Researchers report progress in the production of environmentally friendly ammonia using carbon-free methods and renewable energy sources

A recent review article, led by Martin Pumera from the Faculty of Electrical Engineering and Computer Science at VŠB-TUO, summarizes advances in the usage of low-dimensional materials for “green” ammonia production. Published in the esteemed journal Chemical Society Reviews (IF 44), the study, supported by the REFRESH project, focuses on photo- and electrocatalysis techniques as well as novel approaches to harness waste nitrogen compounds. The review article compares various methods for ammonia synthesis and highlights potential pathways toward more sustainable production, including applications in wastewater treatment and carbon-free energy systems. 

Ammonia is a vital chemical, extensively used in agriculture and industry. Recently, it has also gained importance for storage, transportation, and energy recovery purposes. Ammonia ( NH3 ) acts as a carbon-free carrier of hydrogen and energy (unlike its carbon counterpart, methane – CH4) and, unlike hydrogen, is significantly cheaper to transport. However, traditional ammonia production is highly energy-intensive and contributes to increased global CO2 emissions. Consequently, researchers are exploring new, more economical, and efficient methods for ammonia synthesis, aiming to leverage its carbon-free properties for energy storage and transport. Notably, the electrochemical reduction of nitrates to ammonia using advanced catalytic materials shows promising potential to accelerate the reaction and improve efficiency.

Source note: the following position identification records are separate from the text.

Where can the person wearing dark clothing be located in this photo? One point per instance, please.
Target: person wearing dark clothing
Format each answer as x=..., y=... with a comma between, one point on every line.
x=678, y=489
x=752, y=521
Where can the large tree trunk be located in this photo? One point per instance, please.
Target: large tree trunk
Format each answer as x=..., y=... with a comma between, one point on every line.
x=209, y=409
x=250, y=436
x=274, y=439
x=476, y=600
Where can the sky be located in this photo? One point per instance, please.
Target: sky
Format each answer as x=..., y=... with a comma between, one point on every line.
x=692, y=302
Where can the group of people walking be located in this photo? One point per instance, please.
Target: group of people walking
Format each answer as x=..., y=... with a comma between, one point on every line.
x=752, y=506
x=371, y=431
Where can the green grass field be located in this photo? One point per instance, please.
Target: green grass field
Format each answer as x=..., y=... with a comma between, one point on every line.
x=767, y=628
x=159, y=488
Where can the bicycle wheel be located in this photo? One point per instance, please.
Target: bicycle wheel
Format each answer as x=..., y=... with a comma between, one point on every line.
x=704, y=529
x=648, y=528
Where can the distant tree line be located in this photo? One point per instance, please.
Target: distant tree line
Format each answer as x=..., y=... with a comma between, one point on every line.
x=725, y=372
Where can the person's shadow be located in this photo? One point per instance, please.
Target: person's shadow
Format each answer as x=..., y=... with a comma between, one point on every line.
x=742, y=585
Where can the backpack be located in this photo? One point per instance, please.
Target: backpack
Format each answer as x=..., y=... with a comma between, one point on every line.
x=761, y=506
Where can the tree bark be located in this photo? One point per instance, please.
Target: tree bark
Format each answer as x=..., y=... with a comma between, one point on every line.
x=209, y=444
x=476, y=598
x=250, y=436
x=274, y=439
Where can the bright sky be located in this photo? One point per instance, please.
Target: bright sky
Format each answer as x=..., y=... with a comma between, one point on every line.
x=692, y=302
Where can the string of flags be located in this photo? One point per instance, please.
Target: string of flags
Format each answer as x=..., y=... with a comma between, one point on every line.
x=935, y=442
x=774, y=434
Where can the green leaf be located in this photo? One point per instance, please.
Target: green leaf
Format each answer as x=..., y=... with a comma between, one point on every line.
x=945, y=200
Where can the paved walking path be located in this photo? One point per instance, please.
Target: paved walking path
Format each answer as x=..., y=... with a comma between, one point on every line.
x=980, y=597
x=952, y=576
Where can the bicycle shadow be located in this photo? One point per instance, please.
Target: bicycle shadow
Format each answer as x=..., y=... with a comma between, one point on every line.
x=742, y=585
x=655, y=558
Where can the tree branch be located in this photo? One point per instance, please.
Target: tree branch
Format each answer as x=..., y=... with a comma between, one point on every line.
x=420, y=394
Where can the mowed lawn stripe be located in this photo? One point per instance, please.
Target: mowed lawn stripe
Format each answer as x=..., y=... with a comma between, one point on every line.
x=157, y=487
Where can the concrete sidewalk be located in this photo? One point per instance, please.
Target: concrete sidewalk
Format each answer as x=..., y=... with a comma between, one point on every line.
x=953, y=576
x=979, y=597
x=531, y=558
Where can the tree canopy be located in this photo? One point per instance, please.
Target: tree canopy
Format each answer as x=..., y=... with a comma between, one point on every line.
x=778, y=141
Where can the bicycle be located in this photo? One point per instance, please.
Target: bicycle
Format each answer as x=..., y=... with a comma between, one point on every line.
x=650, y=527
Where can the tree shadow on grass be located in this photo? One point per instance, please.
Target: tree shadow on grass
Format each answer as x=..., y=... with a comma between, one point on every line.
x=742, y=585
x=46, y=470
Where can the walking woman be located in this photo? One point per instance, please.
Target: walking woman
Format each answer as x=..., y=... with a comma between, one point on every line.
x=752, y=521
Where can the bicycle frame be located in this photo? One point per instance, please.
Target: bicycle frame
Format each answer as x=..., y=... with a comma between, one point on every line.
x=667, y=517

In the article Low-dimensional materials for ammonia synthesis, researchers from VŠB-TUO describe how materials with a thickness of a few atoms, such as graphene or nanowires, can play a key role in catalytic processes that reduce energy consumption and eliminate carbon emissions. This review paper presents an extensive library of low-dimensional materials and categorizes their catalytic performance.

“Our goal was to provide a comprehensive overview of the catalytic properties of low-dimensional materials that could enhance the efficiency of ammonia production and promote the synthesis of value-added products. The publication confirms our research team’s position among the leaders in the field of green chemistry and nanomaterials,” said team leader Martin Pumera from the Advanced Nanorobots and Multiscale Robotics Lab, who also works in one of the REFRESH project’s living labs.

The low-dimensional materials under study have unique properties that allow them to efficiently convert nitrogen or nitrates into ammonia using light, electricity, or a combination of the two. Such approaches can be greener and more energy-efficient than current industrial methods. In addition, these new processes can also help to purify water of harmful substances such as nitrates, while enabling the production of valuable chemicals such as urea. The article thus provides a comprehensive overview of how these new materials can contribute to a more sustainable chemistry.